Re: [PATCH 5.15 000/923] 5.15.3-rc3 review

From: Peter Zijlstra
Date: Thu Nov 18 2021 - 07:13:03 EST


On Thu, Nov 18, 2021 at 10:39:44AM +0100, Peter Zijlstra wrote:
> On Thu, Nov 18, 2021 at 09:18:52AM +0100, Peter Zijlstra wrote:
> > On Thu, Nov 18, 2021 at 09:06:27AM +0100, Peter Zijlstra wrote:
> > > On Wed, Nov 17, 2021 at 03:50:17PM -0800, Linus Torvalds wrote:
> > >
> > > > I really don't think the WCHAN code should use unwinders at all. It's
> > > > too damn fragile, and it's too easily triggered from user space.
> > >
> > > On x86, esp. with ORC, it pretty much has to. The thing is, the ORC
> > > unwinder has been very stable so far. I'm guessing there's some really
> > > stupid thing going on, like for example trying to unwind a freed stack.
> > >
> > > I *just* managed to reproduce, so let me go have a poke.
> >
> > Confirmed, with the below it no longer reproduces. Now, let me go undo
> > that and fix the unwinder to not explode while trying to unwind nothing.
>
> OK, so the bug is firmly with 5d1ceb3969b6 ("x86: Fix __get_wchan() for
> !STACKTRACE") which lost the try_get_task_stack() that stack_trace_*()
> does.
>
> We can ofc trivially re-instate that, but I'm now running with the
> below which I suppose is a better fix, hmm?
>
> (obv I still need to look a the other two unwinders)

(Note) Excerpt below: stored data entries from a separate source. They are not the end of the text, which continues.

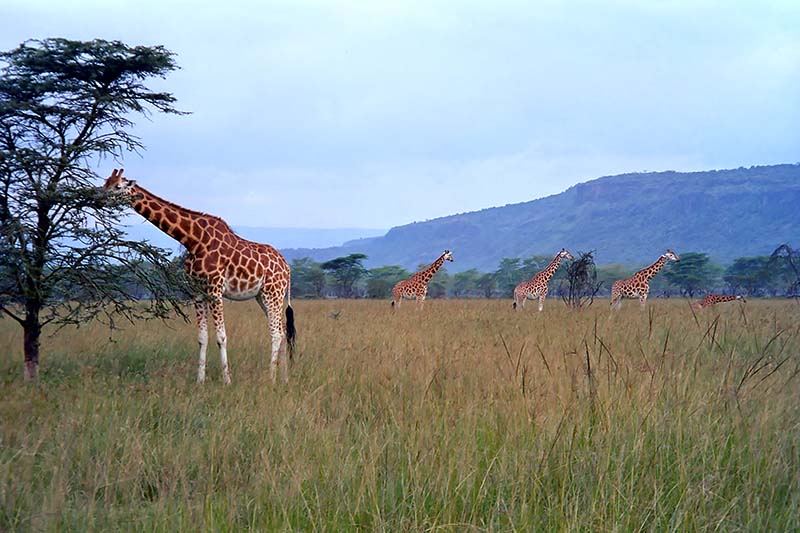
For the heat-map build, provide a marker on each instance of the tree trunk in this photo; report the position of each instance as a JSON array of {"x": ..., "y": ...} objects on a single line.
[{"x": 33, "y": 331}]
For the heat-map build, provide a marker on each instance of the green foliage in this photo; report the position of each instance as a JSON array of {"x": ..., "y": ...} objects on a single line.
[
  {"x": 346, "y": 271},
  {"x": 64, "y": 105},
  {"x": 693, "y": 274}
]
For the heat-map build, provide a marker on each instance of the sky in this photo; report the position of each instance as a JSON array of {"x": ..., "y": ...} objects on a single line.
[{"x": 371, "y": 114}]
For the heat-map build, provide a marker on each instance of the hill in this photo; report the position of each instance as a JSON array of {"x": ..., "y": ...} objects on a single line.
[{"x": 628, "y": 218}]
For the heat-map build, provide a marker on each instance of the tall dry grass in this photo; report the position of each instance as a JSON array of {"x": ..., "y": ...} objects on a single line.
[{"x": 463, "y": 416}]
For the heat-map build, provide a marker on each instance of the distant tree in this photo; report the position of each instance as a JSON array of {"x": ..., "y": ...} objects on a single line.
[
  {"x": 579, "y": 285},
  {"x": 694, "y": 273},
  {"x": 346, "y": 271},
  {"x": 63, "y": 105},
  {"x": 308, "y": 278},
  {"x": 381, "y": 280},
  {"x": 465, "y": 284},
  {"x": 790, "y": 259}
]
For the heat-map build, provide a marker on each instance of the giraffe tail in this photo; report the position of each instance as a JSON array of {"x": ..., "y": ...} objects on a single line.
[{"x": 291, "y": 331}]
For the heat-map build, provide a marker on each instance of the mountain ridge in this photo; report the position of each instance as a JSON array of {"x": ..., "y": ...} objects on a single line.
[{"x": 626, "y": 218}]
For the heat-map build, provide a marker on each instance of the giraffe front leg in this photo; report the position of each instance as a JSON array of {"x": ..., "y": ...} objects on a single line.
[
  {"x": 222, "y": 339},
  {"x": 201, "y": 308},
  {"x": 272, "y": 306}
]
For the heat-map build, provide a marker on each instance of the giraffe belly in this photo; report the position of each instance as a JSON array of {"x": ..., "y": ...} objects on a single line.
[{"x": 241, "y": 290}]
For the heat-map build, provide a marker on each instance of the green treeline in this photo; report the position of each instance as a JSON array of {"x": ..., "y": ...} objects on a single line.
[{"x": 696, "y": 274}]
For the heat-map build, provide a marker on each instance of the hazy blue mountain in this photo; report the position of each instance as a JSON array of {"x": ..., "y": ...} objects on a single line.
[
  {"x": 278, "y": 237},
  {"x": 629, "y": 218}
]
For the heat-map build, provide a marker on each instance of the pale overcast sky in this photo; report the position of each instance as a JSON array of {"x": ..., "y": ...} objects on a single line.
[{"x": 374, "y": 114}]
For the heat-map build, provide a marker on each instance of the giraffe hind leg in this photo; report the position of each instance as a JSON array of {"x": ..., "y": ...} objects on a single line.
[
  {"x": 201, "y": 308},
  {"x": 271, "y": 305},
  {"x": 222, "y": 338}
]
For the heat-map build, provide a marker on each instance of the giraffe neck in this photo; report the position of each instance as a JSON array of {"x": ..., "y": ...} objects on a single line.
[
  {"x": 426, "y": 274},
  {"x": 176, "y": 221},
  {"x": 652, "y": 270},
  {"x": 546, "y": 274}
]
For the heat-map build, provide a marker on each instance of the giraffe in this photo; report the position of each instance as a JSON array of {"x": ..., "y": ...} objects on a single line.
[
  {"x": 714, "y": 299},
  {"x": 417, "y": 285},
  {"x": 536, "y": 287},
  {"x": 225, "y": 265},
  {"x": 637, "y": 286}
]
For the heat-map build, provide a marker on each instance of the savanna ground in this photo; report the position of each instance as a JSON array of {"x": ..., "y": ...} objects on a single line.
[{"x": 463, "y": 416}]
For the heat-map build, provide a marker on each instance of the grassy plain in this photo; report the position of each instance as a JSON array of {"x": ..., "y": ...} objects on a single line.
[{"x": 464, "y": 416}]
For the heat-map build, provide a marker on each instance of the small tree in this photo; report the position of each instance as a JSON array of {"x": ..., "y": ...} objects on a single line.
[
  {"x": 63, "y": 105},
  {"x": 579, "y": 285},
  {"x": 694, "y": 273},
  {"x": 346, "y": 271},
  {"x": 791, "y": 262}
]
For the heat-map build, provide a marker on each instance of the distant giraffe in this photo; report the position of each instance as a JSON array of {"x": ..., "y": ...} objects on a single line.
[
  {"x": 714, "y": 299},
  {"x": 417, "y": 285},
  {"x": 637, "y": 286},
  {"x": 536, "y": 287},
  {"x": 226, "y": 264}
]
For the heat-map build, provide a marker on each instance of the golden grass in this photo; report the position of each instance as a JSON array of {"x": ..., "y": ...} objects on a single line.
[{"x": 464, "y": 416}]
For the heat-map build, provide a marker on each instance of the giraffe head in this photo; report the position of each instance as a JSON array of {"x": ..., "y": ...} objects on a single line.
[
  {"x": 118, "y": 185},
  {"x": 669, "y": 255}
]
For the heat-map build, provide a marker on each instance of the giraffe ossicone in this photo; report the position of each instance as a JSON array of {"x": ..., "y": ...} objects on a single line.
[
  {"x": 416, "y": 287},
  {"x": 226, "y": 265},
  {"x": 638, "y": 285},
  {"x": 536, "y": 287}
]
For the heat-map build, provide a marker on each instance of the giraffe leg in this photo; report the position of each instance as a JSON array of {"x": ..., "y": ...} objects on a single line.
[
  {"x": 272, "y": 309},
  {"x": 201, "y": 307},
  {"x": 222, "y": 339}
]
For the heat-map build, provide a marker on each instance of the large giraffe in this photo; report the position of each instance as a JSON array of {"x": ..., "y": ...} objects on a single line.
[
  {"x": 637, "y": 286},
  {"x": 714, "y": 299},
  {"x": 536, "y": 287},
  {"x": 226, "y": 265},
  {"x": 417, "y": 285}
]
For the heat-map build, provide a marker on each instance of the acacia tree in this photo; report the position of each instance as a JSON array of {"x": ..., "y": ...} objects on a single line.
[
  {"x": 63, "y": 106},
  {"x": 346, "y": 271},
  {"x": 792, "y": 261},
  {"x": 581, "y": 282}
]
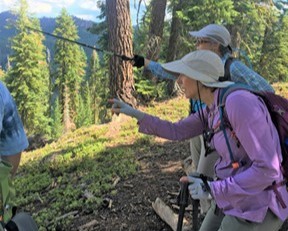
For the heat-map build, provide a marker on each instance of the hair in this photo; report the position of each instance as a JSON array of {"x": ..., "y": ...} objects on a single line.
[{"x": 224, "y": 50}]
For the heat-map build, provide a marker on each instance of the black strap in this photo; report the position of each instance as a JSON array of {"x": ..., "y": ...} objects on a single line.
[{"x": 11, "y": 226}]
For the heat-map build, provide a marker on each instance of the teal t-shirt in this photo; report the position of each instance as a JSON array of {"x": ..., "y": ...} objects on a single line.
[{"x": 12, "y": 135}]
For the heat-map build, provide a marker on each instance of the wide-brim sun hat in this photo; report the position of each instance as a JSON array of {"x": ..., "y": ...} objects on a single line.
[
  {"x": 202, "y": 65},
  {"x": 215, "y": 32}
]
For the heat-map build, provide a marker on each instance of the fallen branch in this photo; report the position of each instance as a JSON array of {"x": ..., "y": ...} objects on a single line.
[{"x": 167, "y": 215}]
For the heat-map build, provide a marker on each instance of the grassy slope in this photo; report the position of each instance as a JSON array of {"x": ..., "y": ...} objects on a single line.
[{"x": 75, "y": 172}]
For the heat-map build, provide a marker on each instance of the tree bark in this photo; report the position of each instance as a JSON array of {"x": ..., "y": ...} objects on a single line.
[
  {"x": 120, "y": 42},
  {"x": 176, "y": 26},
  {"x": 156, "y": 28}
]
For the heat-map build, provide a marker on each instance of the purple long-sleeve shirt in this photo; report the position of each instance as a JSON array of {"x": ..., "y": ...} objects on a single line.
[{"x": 241, "y": 192}]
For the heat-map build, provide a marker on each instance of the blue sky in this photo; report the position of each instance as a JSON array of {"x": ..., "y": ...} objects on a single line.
[{"x": 85, "y": 9}]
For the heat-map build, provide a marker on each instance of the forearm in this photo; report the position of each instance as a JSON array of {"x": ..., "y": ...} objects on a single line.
[
  {"x": 157, "y": 70},
  {"x": 181, "y": 130}
]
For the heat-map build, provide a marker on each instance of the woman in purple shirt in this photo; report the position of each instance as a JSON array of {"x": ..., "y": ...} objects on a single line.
[{"x": 243, "y": 198}]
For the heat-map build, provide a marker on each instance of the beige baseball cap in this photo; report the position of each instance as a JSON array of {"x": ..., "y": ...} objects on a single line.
[
  {"x": 216, "y": 32},
  {"x": 202, "y": 65}
]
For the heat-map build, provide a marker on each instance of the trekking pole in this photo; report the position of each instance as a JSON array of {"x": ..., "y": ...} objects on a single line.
[
  {"x": 195, "y": 211},
  {"x": 123, "y": 57},
  {"x": 183, "y": 202}
]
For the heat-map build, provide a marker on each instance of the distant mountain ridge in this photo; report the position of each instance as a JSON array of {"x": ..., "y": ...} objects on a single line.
[{"x": 47, "y": 25}]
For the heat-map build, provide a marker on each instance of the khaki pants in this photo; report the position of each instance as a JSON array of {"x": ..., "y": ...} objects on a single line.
[
  {"x": 203, "y": 164},
  {"x": 221, "y": 222}
]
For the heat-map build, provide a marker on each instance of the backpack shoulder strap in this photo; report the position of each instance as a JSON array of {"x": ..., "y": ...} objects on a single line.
[
  {"x": 223, "y": 118},
  {"x": 227, "y": 75}
]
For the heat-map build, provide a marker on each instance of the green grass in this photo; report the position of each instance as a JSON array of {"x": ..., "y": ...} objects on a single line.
[{"x": 55, "y": 180}]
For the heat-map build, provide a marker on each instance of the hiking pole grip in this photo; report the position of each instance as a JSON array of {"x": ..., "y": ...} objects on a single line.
[{"x": 183, "y": 202}]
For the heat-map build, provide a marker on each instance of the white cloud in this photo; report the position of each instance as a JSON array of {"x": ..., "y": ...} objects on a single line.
[
  {"x": 7, "y": 4},
  {"x": 40, "y": 7},
  {"x": 89, "y": 5}
]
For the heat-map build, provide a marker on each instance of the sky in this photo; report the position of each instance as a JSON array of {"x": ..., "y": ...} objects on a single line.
[{"x": 85, "y": 9}]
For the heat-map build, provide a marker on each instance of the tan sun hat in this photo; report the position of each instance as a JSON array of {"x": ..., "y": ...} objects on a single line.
[
  {"x": 202, "y": 65},
  {"x": 217, "y": 33}
]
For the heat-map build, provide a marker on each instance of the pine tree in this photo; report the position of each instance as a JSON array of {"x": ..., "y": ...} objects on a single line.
[
  {"x": 28, "y": 76},
  {"x": 70, "y": 63},
  {"x": 98, "y": 87},
  {"x": 120, "y": 41},
  {"x": 2, "y": 74},
  {"x": 56, "y": 123}
]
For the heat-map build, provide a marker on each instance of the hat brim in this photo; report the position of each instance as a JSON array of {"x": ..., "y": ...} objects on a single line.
[
  {"x": 179, "y": 67},
  {"x": 200, "y": 34}
]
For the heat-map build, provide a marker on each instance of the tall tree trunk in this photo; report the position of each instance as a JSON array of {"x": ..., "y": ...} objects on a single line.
[
  {"x": 67, "y": 121},
  {"x": 156, "y": 28},
  {"x": 120, "y": 41},
  {"x": 176, "y": 26}
]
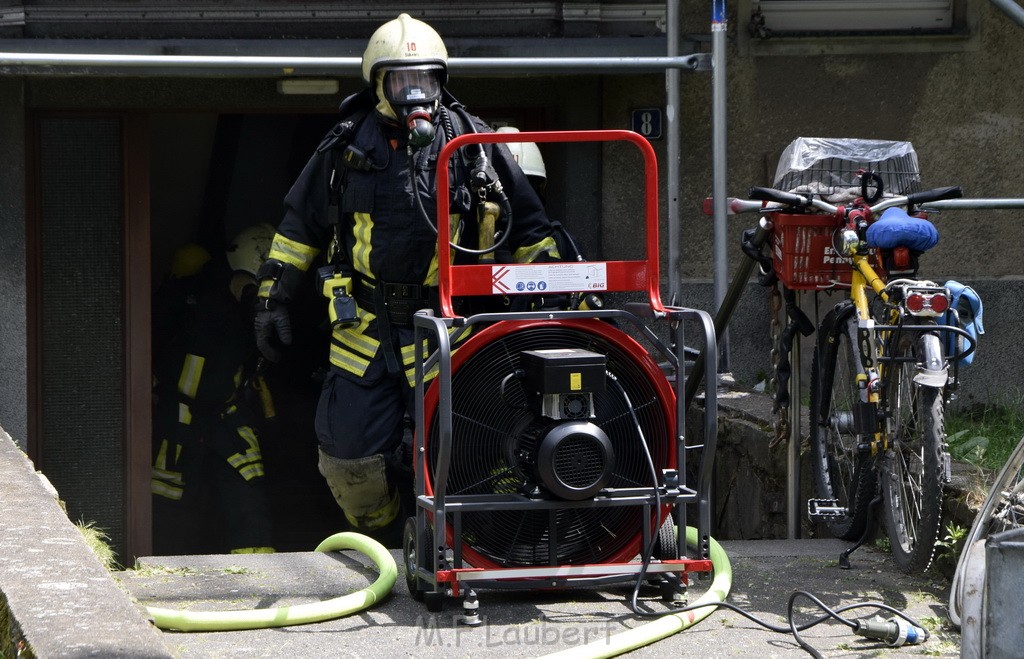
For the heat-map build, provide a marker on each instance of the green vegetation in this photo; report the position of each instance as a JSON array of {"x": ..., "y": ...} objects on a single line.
[
  {"x": 950, "y": 545},
  {"x": 985, "y": 435},
  {"x": 98, "y": 541}
]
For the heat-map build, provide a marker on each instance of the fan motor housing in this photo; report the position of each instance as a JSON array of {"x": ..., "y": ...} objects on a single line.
[{"x": 574, "y": 459}]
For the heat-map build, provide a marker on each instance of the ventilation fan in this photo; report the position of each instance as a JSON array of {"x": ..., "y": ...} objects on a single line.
[{"x": 535, "y": 413}]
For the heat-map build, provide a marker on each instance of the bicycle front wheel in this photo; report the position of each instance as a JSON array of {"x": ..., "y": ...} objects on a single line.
[
  {"x": 842, "y": 473},
  {"x": 913, "y": 466}
]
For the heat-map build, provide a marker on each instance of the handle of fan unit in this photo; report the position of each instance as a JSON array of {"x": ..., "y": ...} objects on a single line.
[{"x": 296, "y": 614}]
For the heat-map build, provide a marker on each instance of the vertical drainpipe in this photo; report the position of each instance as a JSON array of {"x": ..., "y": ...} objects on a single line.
[
  {"x": 672, "y": 172},
  {"x": 718, "y": 148}
]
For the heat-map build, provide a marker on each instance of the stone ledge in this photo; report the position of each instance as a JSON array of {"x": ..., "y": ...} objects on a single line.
[
  {"x": 56, "y": 600},
  {"x": 751, "y": 476}
]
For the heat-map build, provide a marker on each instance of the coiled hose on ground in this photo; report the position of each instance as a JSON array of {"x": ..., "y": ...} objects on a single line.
[{"x": 295, "y": 614}]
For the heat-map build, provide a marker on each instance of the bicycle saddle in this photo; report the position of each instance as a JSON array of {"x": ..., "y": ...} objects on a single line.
[{"x": 895, "y": 228}]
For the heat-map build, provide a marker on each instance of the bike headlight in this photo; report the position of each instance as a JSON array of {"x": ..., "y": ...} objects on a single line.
[{"x": 848, "y": 243}]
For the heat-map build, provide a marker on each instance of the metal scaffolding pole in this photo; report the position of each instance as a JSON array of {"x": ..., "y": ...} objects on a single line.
[
  {"x": 275, "y": 67},
  {"x": 718, "y": 146},
  {"x": 672, "y": 98}
]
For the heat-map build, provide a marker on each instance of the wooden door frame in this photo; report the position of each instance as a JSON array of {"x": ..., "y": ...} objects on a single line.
[{"x": 137, "y": 384}]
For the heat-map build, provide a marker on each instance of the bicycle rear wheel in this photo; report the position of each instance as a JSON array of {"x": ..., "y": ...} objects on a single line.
[
  {"x": 913, "y": 466},
  {"x": 841, "y": 472},
  {"x": 1003, "y": 510}
]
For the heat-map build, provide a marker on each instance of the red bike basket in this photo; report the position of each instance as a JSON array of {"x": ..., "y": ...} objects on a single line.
[{"x": 803, "y": 254}]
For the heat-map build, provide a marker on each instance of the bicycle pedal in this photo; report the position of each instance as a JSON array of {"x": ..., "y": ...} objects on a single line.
[{"x": 825, "y": 508}]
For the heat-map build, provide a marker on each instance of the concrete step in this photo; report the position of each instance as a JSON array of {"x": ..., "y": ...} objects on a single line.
[{"x": 538, "y": 622}]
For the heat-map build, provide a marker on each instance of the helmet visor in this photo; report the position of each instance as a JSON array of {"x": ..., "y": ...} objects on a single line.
[{"x": 412, "y": 86}]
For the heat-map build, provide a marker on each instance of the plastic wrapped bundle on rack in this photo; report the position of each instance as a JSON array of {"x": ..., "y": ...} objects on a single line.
[{"x": 830, "y": 168}]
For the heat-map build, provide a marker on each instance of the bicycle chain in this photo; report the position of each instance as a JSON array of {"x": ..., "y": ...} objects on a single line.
[{"x": 780, "y": 408}]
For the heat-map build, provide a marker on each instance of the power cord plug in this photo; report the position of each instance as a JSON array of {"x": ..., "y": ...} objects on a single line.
[{"x": 894, "y": 631}]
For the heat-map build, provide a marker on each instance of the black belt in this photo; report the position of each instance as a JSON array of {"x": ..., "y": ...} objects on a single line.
[{"x": 400, "y": 301}]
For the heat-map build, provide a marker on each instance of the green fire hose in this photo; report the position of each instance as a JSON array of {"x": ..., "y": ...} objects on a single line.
[{"x": 296, "y": 614}]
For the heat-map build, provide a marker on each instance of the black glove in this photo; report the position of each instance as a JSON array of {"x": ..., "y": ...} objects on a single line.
[{"x": 273, "y": 328}]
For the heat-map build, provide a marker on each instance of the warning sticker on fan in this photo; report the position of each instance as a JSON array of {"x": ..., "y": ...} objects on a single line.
[{"x": 551, "y": 277}]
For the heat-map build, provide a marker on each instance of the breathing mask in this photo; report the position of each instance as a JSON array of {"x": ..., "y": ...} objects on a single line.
[{"x": 413, "y": 93}]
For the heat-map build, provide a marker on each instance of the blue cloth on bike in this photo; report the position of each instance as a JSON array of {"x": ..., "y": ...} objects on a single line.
[
  {"x": 968, "y": 304},
  {"x": 896, "y": 228}
]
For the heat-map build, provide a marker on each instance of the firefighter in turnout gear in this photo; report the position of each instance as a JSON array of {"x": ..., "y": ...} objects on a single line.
[
  {"x": 208, "y": 474},
  {"x": 361, "y": 217}
]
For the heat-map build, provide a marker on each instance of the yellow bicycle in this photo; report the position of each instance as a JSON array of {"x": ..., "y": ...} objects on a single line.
[{"x": 882, "y": 372}]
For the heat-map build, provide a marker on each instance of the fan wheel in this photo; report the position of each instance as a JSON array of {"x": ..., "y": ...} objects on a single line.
[{"x": 496, "y": 442}]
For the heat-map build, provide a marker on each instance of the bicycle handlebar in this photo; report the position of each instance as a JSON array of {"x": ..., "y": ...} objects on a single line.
[
  {"x": 791, "y": 200},
  {"x": 940, "y": 199}
]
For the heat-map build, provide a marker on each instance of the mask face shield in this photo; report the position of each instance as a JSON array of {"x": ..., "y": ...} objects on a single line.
[
  {"x": 413, "y": 93},
  {"x": 413, "y": 87}
]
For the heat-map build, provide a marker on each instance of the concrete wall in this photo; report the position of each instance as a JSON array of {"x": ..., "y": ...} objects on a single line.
[
  {"x": 13, "y": 386},
  {"x": 963, "y": 111}
]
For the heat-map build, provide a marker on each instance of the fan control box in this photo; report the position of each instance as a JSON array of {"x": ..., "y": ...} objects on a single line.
[
  {"x": 563, "y": 381},
  {"x": 563, "y": 370}
]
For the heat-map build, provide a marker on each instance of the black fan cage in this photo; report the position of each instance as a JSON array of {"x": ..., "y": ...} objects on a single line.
[{"x": 492, "y": 422}]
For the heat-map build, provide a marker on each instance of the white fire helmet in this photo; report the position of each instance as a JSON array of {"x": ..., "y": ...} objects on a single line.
[
  {"x": 527, "y": 155},
  {"x": 250, "y": 248}
]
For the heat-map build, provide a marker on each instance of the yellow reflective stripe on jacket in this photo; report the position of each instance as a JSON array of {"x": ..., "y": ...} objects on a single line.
[
  {"x": 529, "y": 253},
  {"x": 292, "y": 252},
  {"x": 161, "y": 459},
  {"x": 252, "y": 471},
  {"x": 253, "y": 550},
  {"x": 192, "y": 372},
  {"x": 343, "y": 358},
  {"x": 249, "y": 464},
  {"x": 351, "y": 348},
  {"x": 361, "y": 230},
  {"x": 163, "y": 489},
  {"x": 167, "y": 476},
  {"x": 184, "y": 414}
]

I now have the below, the only thing missing is that there's a
user_mode() call on a stack based regs. Now on x86_64 we can
__get_kernel_nofault() regs->cs and call it a day, but on i386 we have
to also fetch regs->flags.

Is this really the way to go?

The thing is, we're already very careful about making sure the addresses
are within the stack range before touching them, it's just that when we
free the task stack we end up with trivially dodgy state.

---
arch/x86/kernel/unwind_frame.c | 31 ++++++++++++++++++------
arch/x86/kernel/unwind_guess.c | 18 ++++++++++++--
arch/x86/kernel/unwind_orc.c | 54 +++++++++++++++++++++++++++++++++---------
3 files changed, 83 insertions(+), 20 deletions(-)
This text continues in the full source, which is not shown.